Feds, firms unveil test for security pros
A new certification program for entry-level computer-security workers will get up and running Monday, say representatives of the combined industry-government group behind the exam.
The Security+ certification, brainchild of the Computing Technology Industry Association, could become a minimum requirement that would help companies and government agencies hire knowledgeable network administrators. CompTIA is made up of two dozen trade and government security experts, including representatives from Microsoft, IBM and the FBI.
"This is going to be an entrance into the security profession, a validation of knowledge," said Kris Madura, Security+ program manager for CompTIA.Judging from the organizations that helped create the certification, Security+ looks to be on the path to becoming the standard for verifying that a potential employee has a sound understanding of security concepts. CompTIA also includes members from Sun Microsystems, VeriSign, Novell, the Secret Service and the National Institute of Standards and Technology, the organization that sets the hiring standards for nonmilitary government agencies.
Security certification got a big boost last September, when the Bush Administration published a draft form of the National Strategy to Secure Cyberspace. The strategy highlights the need for more security training and better ways to certify knowledge.
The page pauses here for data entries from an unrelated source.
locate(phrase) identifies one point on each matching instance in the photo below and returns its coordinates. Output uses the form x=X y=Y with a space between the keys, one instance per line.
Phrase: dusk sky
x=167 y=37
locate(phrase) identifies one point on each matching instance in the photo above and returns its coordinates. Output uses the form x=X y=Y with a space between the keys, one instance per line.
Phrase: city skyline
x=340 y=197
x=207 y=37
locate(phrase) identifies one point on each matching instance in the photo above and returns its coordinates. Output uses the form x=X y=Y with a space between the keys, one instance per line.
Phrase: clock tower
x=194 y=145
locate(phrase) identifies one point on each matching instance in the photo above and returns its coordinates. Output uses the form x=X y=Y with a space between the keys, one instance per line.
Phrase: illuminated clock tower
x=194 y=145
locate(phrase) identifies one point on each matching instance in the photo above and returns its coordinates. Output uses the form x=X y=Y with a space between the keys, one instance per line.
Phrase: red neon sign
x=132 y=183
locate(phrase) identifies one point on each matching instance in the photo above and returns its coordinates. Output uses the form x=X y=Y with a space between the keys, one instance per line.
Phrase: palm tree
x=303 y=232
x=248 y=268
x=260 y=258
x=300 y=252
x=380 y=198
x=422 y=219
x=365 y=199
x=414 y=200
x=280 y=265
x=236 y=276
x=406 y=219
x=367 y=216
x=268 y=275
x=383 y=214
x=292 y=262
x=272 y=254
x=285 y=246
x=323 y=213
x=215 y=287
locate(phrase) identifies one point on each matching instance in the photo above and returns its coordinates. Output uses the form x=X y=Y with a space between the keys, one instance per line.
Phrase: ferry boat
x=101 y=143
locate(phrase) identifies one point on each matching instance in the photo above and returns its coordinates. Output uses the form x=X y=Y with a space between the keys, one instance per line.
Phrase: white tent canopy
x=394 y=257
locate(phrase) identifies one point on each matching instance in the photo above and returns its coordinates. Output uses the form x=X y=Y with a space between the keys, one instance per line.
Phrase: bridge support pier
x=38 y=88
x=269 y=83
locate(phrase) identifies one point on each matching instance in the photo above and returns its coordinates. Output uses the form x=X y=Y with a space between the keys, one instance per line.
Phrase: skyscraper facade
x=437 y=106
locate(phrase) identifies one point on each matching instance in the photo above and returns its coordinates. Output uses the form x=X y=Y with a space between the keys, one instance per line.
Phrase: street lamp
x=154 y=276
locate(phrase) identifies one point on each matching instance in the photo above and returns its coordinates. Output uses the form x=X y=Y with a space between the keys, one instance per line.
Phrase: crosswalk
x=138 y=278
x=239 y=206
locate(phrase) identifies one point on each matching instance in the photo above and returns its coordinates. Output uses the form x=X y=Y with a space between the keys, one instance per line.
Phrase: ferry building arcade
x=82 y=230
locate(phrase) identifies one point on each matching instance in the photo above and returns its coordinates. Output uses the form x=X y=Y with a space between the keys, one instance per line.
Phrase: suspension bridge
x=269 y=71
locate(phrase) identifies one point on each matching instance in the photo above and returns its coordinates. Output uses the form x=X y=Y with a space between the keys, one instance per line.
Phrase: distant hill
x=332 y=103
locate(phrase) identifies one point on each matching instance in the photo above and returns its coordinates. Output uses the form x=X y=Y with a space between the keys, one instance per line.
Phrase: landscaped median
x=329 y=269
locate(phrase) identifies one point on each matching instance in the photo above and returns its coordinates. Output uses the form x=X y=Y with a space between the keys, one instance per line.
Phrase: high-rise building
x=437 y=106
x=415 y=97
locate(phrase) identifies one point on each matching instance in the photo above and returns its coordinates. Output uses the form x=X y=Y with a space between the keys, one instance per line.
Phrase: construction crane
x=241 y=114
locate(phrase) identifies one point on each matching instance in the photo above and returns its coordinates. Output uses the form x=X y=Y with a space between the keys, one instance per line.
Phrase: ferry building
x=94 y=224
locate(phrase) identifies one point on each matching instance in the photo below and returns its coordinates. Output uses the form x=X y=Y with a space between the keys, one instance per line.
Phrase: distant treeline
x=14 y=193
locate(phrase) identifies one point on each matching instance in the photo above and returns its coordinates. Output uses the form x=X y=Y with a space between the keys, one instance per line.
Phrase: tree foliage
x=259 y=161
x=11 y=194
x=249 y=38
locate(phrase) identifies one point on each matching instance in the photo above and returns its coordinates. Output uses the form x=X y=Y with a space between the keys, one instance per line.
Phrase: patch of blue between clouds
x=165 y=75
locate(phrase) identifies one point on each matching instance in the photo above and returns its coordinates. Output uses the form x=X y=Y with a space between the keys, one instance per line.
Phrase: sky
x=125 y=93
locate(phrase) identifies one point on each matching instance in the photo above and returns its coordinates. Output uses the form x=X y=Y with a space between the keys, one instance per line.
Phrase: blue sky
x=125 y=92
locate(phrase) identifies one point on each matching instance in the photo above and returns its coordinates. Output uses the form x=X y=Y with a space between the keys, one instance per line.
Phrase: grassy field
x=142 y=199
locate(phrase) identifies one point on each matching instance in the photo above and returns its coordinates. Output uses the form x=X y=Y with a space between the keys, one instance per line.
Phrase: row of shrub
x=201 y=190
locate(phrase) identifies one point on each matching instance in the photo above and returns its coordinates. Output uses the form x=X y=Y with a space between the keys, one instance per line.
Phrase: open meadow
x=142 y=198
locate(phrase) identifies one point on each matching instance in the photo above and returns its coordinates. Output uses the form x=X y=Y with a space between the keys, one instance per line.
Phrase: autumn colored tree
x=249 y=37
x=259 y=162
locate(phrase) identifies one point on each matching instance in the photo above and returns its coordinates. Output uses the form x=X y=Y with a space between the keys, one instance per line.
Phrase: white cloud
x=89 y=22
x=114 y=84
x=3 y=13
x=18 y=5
Information-technology "security professionals, associations, and other appropriate organizations should explore approaches to, and the feasibility of, a nationally recognized certification program," the National Strategy says, "including a continuing education and retesting program. The federal government could assist in the establishment of such a program, and, if it is created, consider requiring that federal IT security personnel be appropriately certified."
Despite the heavy corporate involvement in the Security+ certification, Madura said, CompTIA worked to ensure that the exam doesn't favor one technology over another.
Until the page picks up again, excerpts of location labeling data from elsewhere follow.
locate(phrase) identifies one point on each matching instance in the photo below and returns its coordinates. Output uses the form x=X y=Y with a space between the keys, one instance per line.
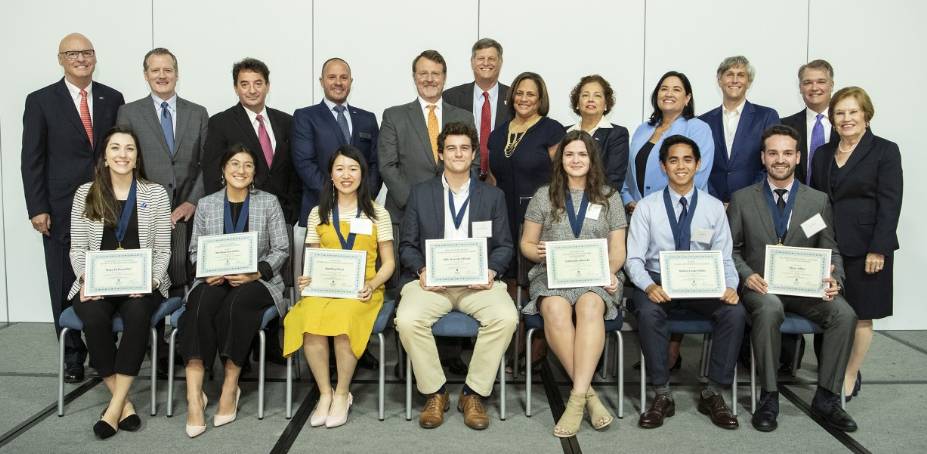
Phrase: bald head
x=77 y=57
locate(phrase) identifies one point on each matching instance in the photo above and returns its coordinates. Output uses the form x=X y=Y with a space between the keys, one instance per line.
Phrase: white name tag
x=813 y=225
x=482 y=229
x=361 y=226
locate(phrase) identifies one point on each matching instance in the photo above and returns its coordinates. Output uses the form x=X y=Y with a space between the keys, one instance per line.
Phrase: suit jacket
x=867 y=198
x=405 y=156
x=424 y=220
x=234 y=126
x=153 y=209
x=180 y=173
x=752 y=228
x=744 y=167
x=264 y=217
x=57 y=157
x=316 y=136
x=798 y=121
x=462 y=96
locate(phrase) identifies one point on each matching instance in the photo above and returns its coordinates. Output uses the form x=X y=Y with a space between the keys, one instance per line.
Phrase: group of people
x=480 y=160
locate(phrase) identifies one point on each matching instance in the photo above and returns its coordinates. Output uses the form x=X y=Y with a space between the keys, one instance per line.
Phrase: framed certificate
x=221 y=255
x=335 y=273
x=692 y=274
x=577 y=263
x=796 y=271
x=117 y=272
x=455 y=263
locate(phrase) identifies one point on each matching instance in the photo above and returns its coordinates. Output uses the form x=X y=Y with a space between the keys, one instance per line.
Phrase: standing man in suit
x=816 y=84
x=62 y=127
x=171 y=133
x=777 y=211
x=320 y=129
x=736 y=126
x=455 y=205
x=485 y=96
x=260 y=128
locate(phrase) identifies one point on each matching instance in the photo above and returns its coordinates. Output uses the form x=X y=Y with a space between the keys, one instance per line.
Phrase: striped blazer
x=154 y=232
x=264 y=217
"The concepts are more generalized, but they are not so conceptualized that they aren't relevant," she said. "This exam is targeted toward the foot soldier, the people out there that are doing the job."
According to Bryant Tow, executive vice president of vulnerability-assessment company Olympus Security--another company that aided in creating Security+--the new certification won't overlap with another well-known security rating, the Certified Information Systems Security Professional certification.
"CISSP is targeted at people with more experience," Tow said, adding that the Security+ certification answers a different need. "One of the biggest questions we would get from our customers is 'Where can I get started in security?' This answers that."
Although certification programs such as Security+ would depend on the degree to which a person used and was responsible for a network connection, CompTIA's Madura said that as more attention gets focused on security, training could become mainstream, perhaps even making its way into bedrock school curricula.
"Even a third or fourth grader should understand that you never give out your password," she said.